Sering pula kebakaran dibagi-bagi berdasarkan luas areal yang terbakar, yaitu sebagai berikut :

1. Kelas A : kebakaran meliputi 1000 m2.

2. Kelas B : kebakaran meliputi 1000 m2 - 40.000 m2 (0,04 km2). 3. Kelas C : kebakaran meliputi 0,04 km2 - 0,4 km2.

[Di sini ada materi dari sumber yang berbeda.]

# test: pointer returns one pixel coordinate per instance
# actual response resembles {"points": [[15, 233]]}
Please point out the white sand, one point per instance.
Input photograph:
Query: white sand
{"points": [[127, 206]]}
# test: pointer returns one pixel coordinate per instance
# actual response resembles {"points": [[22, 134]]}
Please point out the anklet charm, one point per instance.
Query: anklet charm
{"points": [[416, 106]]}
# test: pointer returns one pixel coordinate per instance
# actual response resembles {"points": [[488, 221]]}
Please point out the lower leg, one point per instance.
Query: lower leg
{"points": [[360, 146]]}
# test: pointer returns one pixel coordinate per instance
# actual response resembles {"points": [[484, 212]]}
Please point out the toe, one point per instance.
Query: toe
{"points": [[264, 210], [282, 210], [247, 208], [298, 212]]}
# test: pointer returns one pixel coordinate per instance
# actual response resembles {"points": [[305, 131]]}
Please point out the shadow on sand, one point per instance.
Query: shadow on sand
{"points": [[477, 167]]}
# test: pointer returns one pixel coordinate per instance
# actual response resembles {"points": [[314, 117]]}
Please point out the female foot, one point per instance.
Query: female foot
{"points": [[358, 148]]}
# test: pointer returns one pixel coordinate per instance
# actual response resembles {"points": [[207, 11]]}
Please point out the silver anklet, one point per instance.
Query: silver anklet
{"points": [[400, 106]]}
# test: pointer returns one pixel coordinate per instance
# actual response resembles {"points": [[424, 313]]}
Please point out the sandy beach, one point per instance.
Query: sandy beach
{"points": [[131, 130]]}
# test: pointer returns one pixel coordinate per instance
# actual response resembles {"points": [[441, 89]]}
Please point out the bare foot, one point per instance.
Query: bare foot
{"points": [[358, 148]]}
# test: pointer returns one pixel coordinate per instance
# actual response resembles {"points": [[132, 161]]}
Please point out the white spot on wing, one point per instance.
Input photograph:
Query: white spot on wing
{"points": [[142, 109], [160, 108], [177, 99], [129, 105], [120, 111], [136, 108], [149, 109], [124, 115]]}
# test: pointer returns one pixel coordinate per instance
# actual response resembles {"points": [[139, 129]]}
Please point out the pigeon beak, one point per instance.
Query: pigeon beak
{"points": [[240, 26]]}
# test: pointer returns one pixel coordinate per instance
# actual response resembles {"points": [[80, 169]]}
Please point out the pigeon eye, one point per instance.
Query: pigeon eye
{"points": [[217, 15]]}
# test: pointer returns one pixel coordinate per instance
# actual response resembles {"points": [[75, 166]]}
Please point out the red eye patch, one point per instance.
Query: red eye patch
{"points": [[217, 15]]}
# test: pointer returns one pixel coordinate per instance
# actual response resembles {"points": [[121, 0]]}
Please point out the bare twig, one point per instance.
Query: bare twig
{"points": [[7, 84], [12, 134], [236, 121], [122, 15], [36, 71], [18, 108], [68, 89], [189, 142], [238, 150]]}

4. Kelas D : kebakaran meliputi 0,4 km2 - 1,2 km2. 5. Kelas E : kebakaran meliputi 1,2 km2.

2.5.3 Dampak Kebakaran

Menurut Syaufina (2005), tidak selamanya kebakaran hutan berdampak merugikan bagi lingkungan. Tetapi, perlu kajian lebih lanjut sampai sejauh mana dampak menguntungkan kebakaran hutan dapat dirasakan dan seberapa besar jika dibandingkan dengan dampaknya yang merugikan.

1. Dampak kebakaran hutan yang menguntungkan

Di beberapa negara maju, pembakaran terkendali dilakukan secara periodik untuk mengurangi potensi bahan bakar sehingga dapat menghindarkan kebakaran yang lebih besar. Kegiatan pembakaran juga digunakan untuk memusnahkan hama dan penyakit apabila serangannya sudah tidak terkendali. Namun demikian, pembakaran terkendali ini perlu pengetahuan yang memadai mengenai teknik-teknik pembakaran, waktu pembakaran dan perilaku api.

Terhadap lahan hutan, abu hasil proses pembakaran dapat meningkatakn pH tanah hutan yang pada umumnya bersifat masam. Disamping itu kandungan mineral yang tinggi dapat merupakan sumber nutrisi bagi tanaman yang akan hidup di atasnya. Tetapi, sumbangan nutrisi ini tidak berlangsung lama. Terutama apabila terjadi hujan sehingga proses pencucian akan mudah terjadi.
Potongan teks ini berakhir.